突如として地中から出現したサンドワームは身体をくねらせ、明らかに普通の状態ではなかった。それを見たナイは落ち着かせようとするが、ビャクとスライムは警戒態勢を取る。

サンドワームは何かに苦しむように身体を動かし、やがて口元から胃液を吐き出す。サンドワームの胃液は強酸性であり、近くにあった岩は胃液に触れた途端に溶けてしまう。


「うわっ、まずい!?ビャク、離れろ!!」
「ウォンッ!!」
「ぷるんっ!?」


ビャクはナイの言葉に従い、即座にスライムを咥えて移動を行う。スライムはビャクの口内に収まり、安全な距離まで移動すると口から出してもらう。

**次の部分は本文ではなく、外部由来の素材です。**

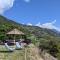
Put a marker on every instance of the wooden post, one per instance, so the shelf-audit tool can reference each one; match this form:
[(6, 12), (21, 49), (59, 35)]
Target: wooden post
[(25, 54)]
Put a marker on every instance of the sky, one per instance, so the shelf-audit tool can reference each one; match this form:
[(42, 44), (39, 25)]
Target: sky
[(42, 13)]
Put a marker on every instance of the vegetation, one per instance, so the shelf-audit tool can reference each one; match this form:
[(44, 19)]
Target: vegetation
[(44, 38)]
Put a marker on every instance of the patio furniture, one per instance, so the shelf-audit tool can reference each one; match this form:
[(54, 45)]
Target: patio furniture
[(18, 46), (9, 48)]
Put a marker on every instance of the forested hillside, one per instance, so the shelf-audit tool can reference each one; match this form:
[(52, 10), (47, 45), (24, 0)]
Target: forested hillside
[(44, 38)]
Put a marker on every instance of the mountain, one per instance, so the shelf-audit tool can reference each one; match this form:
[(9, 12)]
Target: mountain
[(7, 25), (39, 36)]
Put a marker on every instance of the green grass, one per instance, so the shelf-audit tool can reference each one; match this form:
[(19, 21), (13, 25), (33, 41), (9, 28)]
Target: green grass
[(6, 55)]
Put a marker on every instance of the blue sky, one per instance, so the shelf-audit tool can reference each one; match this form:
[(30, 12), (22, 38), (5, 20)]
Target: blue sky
[(35, 12)]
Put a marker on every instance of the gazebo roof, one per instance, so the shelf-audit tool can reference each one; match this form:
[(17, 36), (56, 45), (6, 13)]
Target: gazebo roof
[(15, 31)]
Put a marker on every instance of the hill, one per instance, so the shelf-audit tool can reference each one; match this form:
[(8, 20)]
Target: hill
[(39, 36)]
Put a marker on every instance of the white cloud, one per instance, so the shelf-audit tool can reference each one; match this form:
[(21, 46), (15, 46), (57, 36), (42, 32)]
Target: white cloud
[(49, 25), (29, 24), (27, 1), (5, 5)]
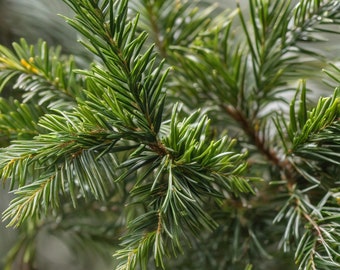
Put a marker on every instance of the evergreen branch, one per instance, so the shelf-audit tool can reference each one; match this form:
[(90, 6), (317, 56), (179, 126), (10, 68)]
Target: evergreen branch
[(317, 247), (19, 121), (193, 171), (42, 73), (136, 85)]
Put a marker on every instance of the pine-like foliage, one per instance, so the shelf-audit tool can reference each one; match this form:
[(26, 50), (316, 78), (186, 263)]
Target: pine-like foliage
[(188, 143)]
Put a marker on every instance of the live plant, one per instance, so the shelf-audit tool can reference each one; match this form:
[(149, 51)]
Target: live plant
[(191, 141)]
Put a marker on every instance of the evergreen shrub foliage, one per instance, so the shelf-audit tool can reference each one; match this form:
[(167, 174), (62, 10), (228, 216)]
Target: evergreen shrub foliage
[(190, 142)]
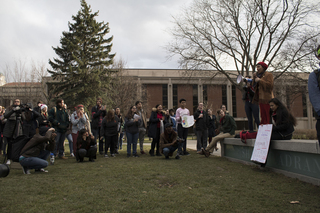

「よし、この距離なら大丈夫かな……それにしてもどうしたんだろう、あいつ」
「クゥ~ンッ……」
「ぷるぷるっ……」


サンドワームは苦しみもがくように暴れており、最初に地上から飛び出した時もナイ達に攻撃を仕掛けたわけではなく、胃液をあちこちに吐き出す。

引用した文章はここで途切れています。